The analysis of the counterpart of the 16S rRNA triloop at position A459 in T. thermophilus (PDB file 2J00 versus 1FKA) allowed us to observe a degenerated triloop conformation (see Fig. 4C). The triloop structure observed in 2J00 was resolved bound to the antibiotic paromomycin (Fig. 4A,C, left), whereas the degenerated one was resolved in a transcription-activated state, free of any antibiotics. In the structure bound to the antibiotic, the two triloops (in H10 and H17) expose a nucleotide inside the cavity created by the junction of the three loops. In the second structure, the two exposed nucleotides have moved toward their respective loop, leaving the cavity empty. The reason why the cavity is left empty in the activated state is unknown. Nevertheless, it shows that the two triloops were affected in a similar fashion by the experimental conditions.

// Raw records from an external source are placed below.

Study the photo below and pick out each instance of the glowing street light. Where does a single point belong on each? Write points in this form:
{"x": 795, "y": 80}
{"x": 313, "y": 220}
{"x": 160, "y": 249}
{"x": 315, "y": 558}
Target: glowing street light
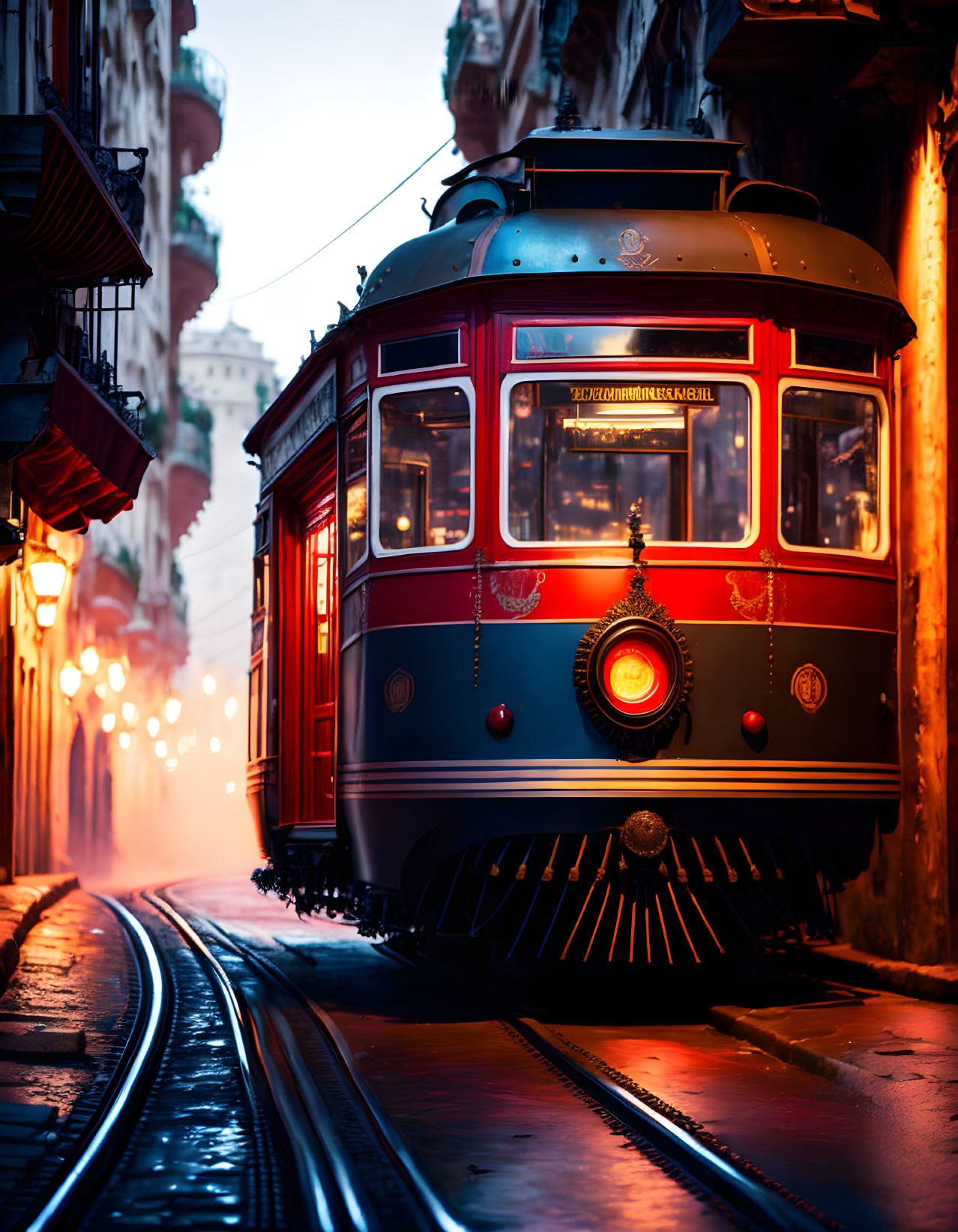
{"x": 70, "y": 679}
{"x": 48, "y": 578}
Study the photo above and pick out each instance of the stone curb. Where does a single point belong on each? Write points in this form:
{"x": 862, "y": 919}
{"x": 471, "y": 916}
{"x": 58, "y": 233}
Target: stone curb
{"x": 937, "y": 983}
{"x": 21, "y": 906}
{"x": 737, "y": 1021}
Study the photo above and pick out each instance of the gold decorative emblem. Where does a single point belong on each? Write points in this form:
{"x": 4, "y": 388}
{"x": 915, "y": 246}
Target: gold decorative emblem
{"x": 755, "y": 598}
{"x": 632, "y": 250}
{"x": 810, "y": 686}
{"x": 400, "y": 690}
{"x": 517, "y": 590}
{"x": 644, "y": 833}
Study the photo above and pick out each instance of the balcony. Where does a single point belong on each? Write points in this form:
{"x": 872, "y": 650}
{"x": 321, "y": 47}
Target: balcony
{"x": 197, "y": 91}
{"x": 191, "y": 467}
{"x": 193, "y": 264}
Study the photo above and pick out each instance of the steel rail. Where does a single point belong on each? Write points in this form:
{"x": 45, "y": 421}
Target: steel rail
{"x": 132, "y": 1081}
{"x": 761, "y": 1204}
{"x": 433, "y": 1211}
{"x": 334, "y": 1198}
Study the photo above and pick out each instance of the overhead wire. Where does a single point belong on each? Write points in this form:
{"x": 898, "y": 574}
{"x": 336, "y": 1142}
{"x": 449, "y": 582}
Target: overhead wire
{"x": 229, "y": 300}
{"x": 189, "y": 556}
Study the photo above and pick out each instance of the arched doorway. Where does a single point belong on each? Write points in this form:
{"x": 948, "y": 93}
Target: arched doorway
{"x": 76, "y": 833}
{"x": 101, "y": 843}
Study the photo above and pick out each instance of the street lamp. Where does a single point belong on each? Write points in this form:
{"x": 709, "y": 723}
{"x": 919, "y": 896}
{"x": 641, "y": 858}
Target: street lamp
{"x": 47, "y": 578}
{"x": 70, "y": 679}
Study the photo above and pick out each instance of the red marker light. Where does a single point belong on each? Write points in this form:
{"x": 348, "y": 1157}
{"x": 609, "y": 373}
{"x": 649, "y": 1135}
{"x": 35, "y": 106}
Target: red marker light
{"x": 499, "y": 720}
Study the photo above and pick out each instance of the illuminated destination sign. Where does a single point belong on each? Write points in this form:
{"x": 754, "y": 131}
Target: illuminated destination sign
{"x": 626, "y": 435}
{"x": 690, "y": 396}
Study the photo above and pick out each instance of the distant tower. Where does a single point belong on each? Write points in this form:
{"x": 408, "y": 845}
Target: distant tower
{"x": 224, "y": 371}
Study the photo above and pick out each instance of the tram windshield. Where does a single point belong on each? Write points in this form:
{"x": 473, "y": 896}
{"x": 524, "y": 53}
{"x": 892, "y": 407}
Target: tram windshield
{"x": 425, "y": 469}
{"x": 830, "y": 469}
{"x": 580, "y": 454}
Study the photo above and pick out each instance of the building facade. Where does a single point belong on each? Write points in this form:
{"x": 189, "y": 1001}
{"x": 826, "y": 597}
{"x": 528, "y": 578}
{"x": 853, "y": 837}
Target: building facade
{"x": 91, "y": 155}
{"x": 855, "y": 103}
{"x": 227, "y": 373}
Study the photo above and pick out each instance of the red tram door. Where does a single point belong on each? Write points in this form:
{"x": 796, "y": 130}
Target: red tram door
{"x": 319, "y": 672}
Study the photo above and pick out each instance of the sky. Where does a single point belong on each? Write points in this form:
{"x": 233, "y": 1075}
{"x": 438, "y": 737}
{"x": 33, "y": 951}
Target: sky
{"x": 329, "y": 105}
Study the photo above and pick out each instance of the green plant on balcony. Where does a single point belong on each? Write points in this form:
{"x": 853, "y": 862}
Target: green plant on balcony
{"x": 130, "y": 565}
{"x": 154, "y": 427}
{"x": 190, "y": 228}
{"x": 196, "y": 413}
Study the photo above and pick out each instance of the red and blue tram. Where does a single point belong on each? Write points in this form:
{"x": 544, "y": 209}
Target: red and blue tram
{"x": 575, "y": 588}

The interactions found in the triloop of the X-ray crystallographic structure with the antibiotics can be obtained from the degenerated one by simple 3D modeling manipulations. First, flipping out C3 would allow for the stacking between G4 and A2. Second, bringing A5 inside the loop would allow for a pairing with G1. Finally, C0 and G6 can be slightly altered to retrieve the last Watson–Crick cis base pair of the adjacent stem. The degenerated structure observed in 1FKA can possibly be a preliminary state of the triloop, or the result of conformational changes induced by the activated state of the ribosome. Besides, the investigators of this X-ray crystallographic structure mentioned that long-range conformational changes could be transmitted along what they call a long structural pillar that includes H17 (Schluenzen et al. 2000).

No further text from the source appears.